It was good to see him take the young players to watch playoff games together. This was a man interested in building a team and making it grow organically, it seemed. Yeah, he was saying strange things here and there (“I see Lance Thomas as our own Draymond Green”; seriously? It’s like saying I see Domino’s Pizza in downtown Bologna as my own five stars pizzeria in Positano, where you can eat the best calzone in the world while looking down and watching the soothing movement of the Mediterranean waves in a warm Sunday in June), but he looked like an alright guy. And the charisma! Dude oozes (oozed, I guess) charisma like he rolled three six on his character sheet. And then the first cracks in his armor. Kanter sulking. Burke sulking. Dotson getting DNPs. Hezonja starting for a stretch. Frank regressing (not sure if that’s Fiz’s fault, the kid looks completely lost). Weird rotation shuffles. Kanter sulking again. And so on.
Then, this game came around.
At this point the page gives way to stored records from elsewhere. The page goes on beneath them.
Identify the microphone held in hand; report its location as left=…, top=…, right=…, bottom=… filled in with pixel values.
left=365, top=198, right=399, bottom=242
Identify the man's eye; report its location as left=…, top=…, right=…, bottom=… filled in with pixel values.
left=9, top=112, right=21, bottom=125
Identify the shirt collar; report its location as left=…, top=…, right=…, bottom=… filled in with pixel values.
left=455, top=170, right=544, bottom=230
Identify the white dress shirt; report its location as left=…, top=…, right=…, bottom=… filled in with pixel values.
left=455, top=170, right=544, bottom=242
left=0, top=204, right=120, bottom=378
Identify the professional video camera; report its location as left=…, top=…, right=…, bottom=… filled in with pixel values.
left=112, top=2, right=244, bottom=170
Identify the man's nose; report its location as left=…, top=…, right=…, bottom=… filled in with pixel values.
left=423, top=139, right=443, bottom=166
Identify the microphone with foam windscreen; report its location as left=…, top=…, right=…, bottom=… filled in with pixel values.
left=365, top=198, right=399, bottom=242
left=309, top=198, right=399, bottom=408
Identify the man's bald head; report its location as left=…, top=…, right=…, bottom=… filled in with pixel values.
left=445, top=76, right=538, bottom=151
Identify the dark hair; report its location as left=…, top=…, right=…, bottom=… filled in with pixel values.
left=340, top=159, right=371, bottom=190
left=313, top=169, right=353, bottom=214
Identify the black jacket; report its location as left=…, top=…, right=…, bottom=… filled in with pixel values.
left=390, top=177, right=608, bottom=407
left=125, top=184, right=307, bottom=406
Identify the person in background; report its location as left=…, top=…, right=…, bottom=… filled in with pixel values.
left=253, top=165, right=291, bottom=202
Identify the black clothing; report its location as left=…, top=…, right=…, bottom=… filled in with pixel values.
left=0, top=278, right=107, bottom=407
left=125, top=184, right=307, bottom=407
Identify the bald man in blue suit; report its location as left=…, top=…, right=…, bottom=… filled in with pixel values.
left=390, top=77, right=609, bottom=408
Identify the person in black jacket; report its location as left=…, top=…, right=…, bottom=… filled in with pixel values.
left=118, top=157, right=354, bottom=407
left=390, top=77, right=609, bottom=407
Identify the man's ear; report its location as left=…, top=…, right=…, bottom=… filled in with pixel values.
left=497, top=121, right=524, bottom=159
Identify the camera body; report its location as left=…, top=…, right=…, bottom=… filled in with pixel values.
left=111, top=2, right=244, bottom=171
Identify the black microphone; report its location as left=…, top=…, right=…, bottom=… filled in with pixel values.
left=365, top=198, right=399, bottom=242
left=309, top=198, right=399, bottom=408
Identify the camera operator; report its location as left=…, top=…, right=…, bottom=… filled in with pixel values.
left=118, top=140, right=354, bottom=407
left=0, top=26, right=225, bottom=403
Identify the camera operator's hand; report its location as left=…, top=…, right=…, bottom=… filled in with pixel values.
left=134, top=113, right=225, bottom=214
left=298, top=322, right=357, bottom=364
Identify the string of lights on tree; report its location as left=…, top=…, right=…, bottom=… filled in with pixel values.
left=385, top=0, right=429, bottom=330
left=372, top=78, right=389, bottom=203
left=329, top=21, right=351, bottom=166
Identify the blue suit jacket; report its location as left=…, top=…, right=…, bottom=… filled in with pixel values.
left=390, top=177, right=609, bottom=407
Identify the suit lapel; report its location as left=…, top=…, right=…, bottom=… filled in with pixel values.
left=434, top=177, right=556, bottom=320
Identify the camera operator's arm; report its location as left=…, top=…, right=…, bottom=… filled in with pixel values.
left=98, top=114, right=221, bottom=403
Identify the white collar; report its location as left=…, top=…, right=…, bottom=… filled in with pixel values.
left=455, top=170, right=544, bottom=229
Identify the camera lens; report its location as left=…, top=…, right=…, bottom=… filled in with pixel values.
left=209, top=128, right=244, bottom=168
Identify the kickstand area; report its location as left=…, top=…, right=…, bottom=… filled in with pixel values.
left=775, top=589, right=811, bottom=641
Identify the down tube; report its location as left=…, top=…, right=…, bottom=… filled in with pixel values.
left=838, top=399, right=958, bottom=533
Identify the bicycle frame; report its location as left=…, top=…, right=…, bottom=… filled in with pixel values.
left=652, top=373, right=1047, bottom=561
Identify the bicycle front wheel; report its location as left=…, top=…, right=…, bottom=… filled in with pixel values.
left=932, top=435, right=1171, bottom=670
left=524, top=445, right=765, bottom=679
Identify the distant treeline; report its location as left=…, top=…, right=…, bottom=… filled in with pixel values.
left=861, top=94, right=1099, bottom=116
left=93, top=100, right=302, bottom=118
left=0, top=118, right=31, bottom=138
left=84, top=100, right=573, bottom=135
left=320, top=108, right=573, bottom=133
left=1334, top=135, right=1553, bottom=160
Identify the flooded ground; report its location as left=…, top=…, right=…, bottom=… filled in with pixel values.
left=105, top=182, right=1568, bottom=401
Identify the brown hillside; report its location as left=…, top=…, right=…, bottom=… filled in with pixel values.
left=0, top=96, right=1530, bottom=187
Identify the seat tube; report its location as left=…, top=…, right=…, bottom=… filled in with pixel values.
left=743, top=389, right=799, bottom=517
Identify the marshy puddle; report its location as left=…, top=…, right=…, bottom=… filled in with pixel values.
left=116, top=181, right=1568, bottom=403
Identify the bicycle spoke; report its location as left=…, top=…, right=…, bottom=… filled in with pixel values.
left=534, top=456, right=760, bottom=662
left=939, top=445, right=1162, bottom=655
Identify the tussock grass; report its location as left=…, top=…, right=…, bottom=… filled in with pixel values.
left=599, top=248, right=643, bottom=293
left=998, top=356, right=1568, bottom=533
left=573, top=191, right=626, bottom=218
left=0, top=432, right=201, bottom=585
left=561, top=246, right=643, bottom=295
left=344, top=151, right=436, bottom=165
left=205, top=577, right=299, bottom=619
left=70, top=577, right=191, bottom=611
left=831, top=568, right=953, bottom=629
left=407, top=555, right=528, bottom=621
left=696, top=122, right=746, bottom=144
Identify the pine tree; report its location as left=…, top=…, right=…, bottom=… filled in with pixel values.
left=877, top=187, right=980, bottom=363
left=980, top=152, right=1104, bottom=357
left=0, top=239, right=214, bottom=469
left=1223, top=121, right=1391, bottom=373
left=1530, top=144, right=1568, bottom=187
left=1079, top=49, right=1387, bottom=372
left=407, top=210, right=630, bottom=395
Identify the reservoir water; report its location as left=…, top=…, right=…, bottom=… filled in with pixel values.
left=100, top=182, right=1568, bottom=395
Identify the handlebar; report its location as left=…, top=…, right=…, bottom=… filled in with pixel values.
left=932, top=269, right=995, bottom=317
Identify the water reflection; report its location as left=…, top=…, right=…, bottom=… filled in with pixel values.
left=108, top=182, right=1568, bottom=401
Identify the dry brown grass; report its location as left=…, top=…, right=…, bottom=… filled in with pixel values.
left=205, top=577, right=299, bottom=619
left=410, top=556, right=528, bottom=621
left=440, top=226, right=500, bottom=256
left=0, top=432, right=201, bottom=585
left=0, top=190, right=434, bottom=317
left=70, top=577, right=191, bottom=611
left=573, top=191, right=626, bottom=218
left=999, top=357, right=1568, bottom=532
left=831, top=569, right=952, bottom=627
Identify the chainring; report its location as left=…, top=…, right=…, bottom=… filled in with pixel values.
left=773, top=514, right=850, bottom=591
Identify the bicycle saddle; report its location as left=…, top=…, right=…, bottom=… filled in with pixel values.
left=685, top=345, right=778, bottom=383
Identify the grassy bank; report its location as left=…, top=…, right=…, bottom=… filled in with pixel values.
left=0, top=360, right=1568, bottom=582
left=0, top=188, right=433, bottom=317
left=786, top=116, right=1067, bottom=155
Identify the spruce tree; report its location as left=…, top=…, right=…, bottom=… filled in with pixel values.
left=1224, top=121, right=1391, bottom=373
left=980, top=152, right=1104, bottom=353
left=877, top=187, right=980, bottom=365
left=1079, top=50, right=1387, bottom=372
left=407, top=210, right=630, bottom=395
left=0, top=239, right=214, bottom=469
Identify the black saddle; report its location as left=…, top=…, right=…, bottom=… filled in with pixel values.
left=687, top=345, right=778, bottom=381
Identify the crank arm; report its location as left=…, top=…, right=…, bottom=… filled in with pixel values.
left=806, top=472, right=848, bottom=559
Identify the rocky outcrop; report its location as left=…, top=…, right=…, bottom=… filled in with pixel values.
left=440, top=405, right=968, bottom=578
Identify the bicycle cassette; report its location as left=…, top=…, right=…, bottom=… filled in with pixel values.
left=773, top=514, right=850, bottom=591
Anyone who has ever played basketball, or any team sport, knows what it means when a team gives such a performance. Let me spell it out for you: the coach has lost the team. I don’t know when it happened or why. I don’t even think he lost everyone. I guess Knox, Mudiay, Vonleh and possibly THJ, Dotson and Trier aren’t actually against Fizdale. He just lost the entire team, as in “we don’t know what we’re doing here on the court and we actually couldn’t care less about it”. That’s what happens when you preach but don’t put work in. They say defense is the best offense, and I concur, but it’s not acceptable that 37 games in we still don’t have a glimmer of an offensive system in place. You know why I’m sure this is on the coach? You just have to look at what Trier does. In the last two games, there have been some minutes where there was no ballhog on the court. They were few, but they existed. And people shared the ball – not effectively, of course, but they were playing a team game. Enter Trier: the offense grinds to a halt in terms of moving the ball (brief aside: what happened to Zo? I hope it’s the nagging injury, because we don’t need another guy who goes to the rim just to be swatted multiple times in a row and then decides it’s better to pull up from 18 feet again and again until the rim deflates the ball). Now, if the coach wasn’t ok with that, and specifically gave instruction to move the ball, he’d yank the player very quickly. That’s what happens at every level! But no, Fiz is ok with that, and so we are subjected to the “eat what you kill” offense taken from the darkest days of early aughts.
Guys get tired of playing in a system where they never get the ball in their favorite places (unless you’re a chucker, because in that case your favorite place is always your hands) and might receive random DNPs because the coach wants to see if the other guy can chuck a little better. They simply check out and stop paying attention. Which, sadly, is what some of us could be tempted to do.
So, yeah, don’t fire Fiz now. It makes no sense. We’re not playing to win anything, and we don’t have a lot to develop with Mitch sidelined, Trier hitting the rookie wall and the defense wall, Dotson being who he is (by that I mean that I think he’s already reached his ceiling: this version is who he is, and I’m good with that), Frank looking like a bust and Knox looking better just because he got the green light to do whatever he wants in generous minutes – his double digit scoring streak though stays alive, yay for the Elias Sports Bureau! – but I think we should stop pretending that Fizdale knows what he’s doing with this team. It can’t get more apparent than this.